Jika anda membolehkan saya tinggal di rumahmu sampai janjiku selesai,
maka aku akan lakukan.” Maka lelaki itu berkata, ”Boleh.”
Berkata
Anas, ”Abdullah tidur di rumahnya. Di malam pertama, tidak melihatnya
sholat malam, kecuali ketika dia akan tidur melakukan dzikir dan takbir
sampai bangun untuk shalat Shubuh. Saya tidak mendengarnya berkata
kecuali yang baik-baik. Ketika sudah lewat tiga hari, saya hampir
meremehkan amalnya dan berkata: ”Wahai Abdullah, sesungguhnya aku tidak
berselisih dan bermusuhan dengan ayahku, tetapi aku mendengar Rasulullah
saw. berkata tentangmu tiga kali dalam tiga majelis, bahwa akan datang
kepada kalian seorang penghuni surga. Maka muncullah Anda tiga kali.
Saya ingin tinggal di rumah Anda dan melihat amal Anda. Tetapi saya
melihatnya biasa saja. Ketika aku hendak pergi, dia memanggilnya dan
berkata, ”Apa yang aku lakukan seperti yang Anda lihat, lebih dari itu,
saya tidak pernah dengki pada seorangpun dari umat Islam, tidak hasad
atas kebaikan yang Allah berikan kepada mereka.” Maka berkata Abdullah
bin Amru padanya, ”Inilah yang telah mengantarkan Anda (pada derajat
yang tinggi, sehingga sudah mendapat jaminan masuk surga dari Rasululah
saw.), dan ini yang kami belum mampu.”
Mencintai untuk Saudaranya sebagaimana mencintai untuk dirinya
Tingkatan
ukhuwah pertengahan adalah merasakan apa yang dirasakan saudaranya,
mencintai kebaikan untuk saudaranya sebagaimana mencintai kebaikan untuk
dirinya sendiri.
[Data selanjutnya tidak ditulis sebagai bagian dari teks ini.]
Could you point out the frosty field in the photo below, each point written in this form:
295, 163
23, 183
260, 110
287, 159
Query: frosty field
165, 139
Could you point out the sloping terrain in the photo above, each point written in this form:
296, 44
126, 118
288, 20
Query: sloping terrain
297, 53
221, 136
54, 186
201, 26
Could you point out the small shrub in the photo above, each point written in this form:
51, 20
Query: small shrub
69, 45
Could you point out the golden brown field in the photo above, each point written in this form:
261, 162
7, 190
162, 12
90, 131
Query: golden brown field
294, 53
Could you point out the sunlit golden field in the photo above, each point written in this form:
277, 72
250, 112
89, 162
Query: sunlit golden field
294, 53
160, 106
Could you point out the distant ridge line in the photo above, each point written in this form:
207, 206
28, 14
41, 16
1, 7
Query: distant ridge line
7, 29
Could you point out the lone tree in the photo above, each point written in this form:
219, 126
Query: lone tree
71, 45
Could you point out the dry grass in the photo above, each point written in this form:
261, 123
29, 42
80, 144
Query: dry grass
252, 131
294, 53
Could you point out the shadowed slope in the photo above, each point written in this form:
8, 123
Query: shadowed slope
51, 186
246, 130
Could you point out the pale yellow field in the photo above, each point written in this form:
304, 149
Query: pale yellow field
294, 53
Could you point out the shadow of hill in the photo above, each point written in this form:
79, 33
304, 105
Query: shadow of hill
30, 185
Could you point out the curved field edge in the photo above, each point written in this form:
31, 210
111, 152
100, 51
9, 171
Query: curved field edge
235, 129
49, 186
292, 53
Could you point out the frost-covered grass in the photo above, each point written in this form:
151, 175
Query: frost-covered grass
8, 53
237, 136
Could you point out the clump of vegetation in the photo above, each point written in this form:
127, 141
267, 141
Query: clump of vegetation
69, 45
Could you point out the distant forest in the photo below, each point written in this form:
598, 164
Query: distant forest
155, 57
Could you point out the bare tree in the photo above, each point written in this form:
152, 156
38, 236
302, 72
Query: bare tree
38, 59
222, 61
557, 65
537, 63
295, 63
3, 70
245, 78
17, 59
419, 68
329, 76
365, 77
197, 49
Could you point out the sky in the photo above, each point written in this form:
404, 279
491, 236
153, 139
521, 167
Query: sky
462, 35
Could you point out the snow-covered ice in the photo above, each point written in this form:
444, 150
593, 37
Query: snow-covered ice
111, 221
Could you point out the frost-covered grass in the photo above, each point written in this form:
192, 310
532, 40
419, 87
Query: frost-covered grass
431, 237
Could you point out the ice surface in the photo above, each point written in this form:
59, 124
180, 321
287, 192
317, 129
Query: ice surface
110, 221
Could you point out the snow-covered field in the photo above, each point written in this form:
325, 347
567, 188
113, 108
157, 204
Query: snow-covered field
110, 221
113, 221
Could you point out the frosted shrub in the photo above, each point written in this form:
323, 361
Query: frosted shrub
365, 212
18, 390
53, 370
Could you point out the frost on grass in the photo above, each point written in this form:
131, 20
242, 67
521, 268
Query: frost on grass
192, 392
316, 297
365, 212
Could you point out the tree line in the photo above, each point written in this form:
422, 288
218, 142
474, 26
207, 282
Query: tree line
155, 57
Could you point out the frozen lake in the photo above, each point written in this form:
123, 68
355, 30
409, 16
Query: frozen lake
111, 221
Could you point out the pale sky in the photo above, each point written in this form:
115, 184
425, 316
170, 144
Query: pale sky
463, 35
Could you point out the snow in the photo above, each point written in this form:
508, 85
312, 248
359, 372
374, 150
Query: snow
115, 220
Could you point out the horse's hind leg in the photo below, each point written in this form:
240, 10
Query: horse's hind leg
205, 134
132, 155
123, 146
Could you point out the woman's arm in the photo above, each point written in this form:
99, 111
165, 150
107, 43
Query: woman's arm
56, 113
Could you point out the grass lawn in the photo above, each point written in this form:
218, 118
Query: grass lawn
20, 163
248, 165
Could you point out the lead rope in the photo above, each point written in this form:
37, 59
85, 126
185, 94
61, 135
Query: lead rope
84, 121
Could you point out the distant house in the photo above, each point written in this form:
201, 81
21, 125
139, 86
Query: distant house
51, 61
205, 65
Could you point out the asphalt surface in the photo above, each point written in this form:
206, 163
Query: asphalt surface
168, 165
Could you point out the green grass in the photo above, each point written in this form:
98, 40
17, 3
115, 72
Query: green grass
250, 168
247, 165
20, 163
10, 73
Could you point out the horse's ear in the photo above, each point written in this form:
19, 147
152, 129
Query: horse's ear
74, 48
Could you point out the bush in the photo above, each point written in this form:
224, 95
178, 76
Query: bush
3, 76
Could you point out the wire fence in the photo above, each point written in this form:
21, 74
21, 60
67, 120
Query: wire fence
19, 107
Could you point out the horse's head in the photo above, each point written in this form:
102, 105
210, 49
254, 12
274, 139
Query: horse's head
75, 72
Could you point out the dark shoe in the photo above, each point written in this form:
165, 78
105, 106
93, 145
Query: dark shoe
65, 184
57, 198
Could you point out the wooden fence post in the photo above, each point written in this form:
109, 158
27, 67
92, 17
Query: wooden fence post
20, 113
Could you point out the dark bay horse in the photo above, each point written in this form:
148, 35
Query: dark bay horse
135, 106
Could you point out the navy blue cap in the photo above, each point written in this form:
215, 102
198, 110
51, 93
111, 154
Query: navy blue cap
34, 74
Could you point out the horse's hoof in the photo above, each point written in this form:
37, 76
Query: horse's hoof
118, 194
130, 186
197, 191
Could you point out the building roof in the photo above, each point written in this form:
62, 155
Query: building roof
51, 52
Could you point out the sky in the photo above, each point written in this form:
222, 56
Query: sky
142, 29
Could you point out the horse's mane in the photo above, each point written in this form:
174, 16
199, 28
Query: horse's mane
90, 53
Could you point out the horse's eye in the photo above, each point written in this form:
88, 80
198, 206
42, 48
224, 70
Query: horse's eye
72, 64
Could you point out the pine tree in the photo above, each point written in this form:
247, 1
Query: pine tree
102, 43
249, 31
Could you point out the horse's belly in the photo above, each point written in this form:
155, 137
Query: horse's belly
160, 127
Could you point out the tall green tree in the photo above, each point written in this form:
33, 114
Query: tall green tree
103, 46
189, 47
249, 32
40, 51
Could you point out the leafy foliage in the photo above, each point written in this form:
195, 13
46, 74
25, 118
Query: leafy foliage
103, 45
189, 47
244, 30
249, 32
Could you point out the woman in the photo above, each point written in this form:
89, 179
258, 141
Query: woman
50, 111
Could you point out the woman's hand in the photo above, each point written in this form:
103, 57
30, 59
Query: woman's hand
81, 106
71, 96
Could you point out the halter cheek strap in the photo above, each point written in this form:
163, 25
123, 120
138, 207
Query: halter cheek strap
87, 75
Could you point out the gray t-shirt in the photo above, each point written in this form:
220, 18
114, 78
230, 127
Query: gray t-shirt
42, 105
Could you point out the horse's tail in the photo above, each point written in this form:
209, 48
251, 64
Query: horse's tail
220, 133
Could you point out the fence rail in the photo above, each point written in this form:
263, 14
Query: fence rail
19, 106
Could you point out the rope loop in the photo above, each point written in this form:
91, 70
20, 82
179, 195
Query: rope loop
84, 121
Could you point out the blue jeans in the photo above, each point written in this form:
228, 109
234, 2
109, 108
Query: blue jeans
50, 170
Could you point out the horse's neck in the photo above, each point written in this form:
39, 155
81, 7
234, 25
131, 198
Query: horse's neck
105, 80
Rasulullah saw. Bersabda, “Tidak beriman seseorang
dari kamu sehingga mencintai untuk saudaranya sebagaimana mencintai
untuk dirinya sendiri.” (HR Bukhari dan Muslim).
Itsaar
Tingkatan
ukhuwah tertinggi adalah itsaar, atau mengutamakan saudaranya atas diri
sendiri dalam masalah keduniaan. “….mereka (Anshar) ‘mencintai’ orang
yang berhijrah kepada mereka (Muhajirin). Dan mereka (Anshar) tiada
menaruh keinginan dalam hati mereka terhadap apa-apa yang diberikan
kepada mereka (Muhajirin); dan mereka mengutamakan (orang-orang
Muhajirin), atas diri mereka sendiri, sekalipun mereka dalam
kesusahan….” (Al-Hasyr: 9)
Kaum Anshar adalah kelompok sahabat
yang diabadikan Al-Qur’an karena sifat itsaarnya yang sangat dominan.
Mereka di antaranya Sa’ad bin Raby, Abu Thalhah dan istrinya. Disebutkan
ada orang Anshar yang tulus mencintai, tanpa pamrih, dan mengutamakan
kawan lebih dari diri sendiri, meskipun mereka merasa lapar. Dan siapa
yang dipelihara dari kekikiran dirinya, merekalah orang yang berbahagia
dan beruntung. Dalam hadits riwayat muslim dari Abu Hurairah, sepasang
suami istri yang memenuhi perintah Rasulullah untuk memberi makan
musafir yang kelaparan itu adalah Abu Thalhah dan Ummu Sulaim (Rumaisha
binti Milhan). Mereka sendiri malam itu segera menidurkan anak-anak
mereka yang lapar dan berpura-pura makan agar tamu mereka makan dengan
tenang. Padahal yang sedang disantap oleh tamu mereka itu adalah satu
porsi terakhir yang mereka miliki hari itu.
Munthalaq Dakwah
Kepedulian
juga merupakan titik tolak dan langkah awal dari dakwah. Seorang yang
tidak peduli dan prihatin dengan kondisi umatnya tidak akan mungkin
bergerak dan melangkah melakukan dakwah. Oleh karena itu ketika Abbas
As-Sisi sedang berjalan dengan gurunya Imam Syahid Hasan Al-Banna, Abbas
As-Sisi mendengar informasi bahwa Bosnia jatuh ke tangan orang kafir.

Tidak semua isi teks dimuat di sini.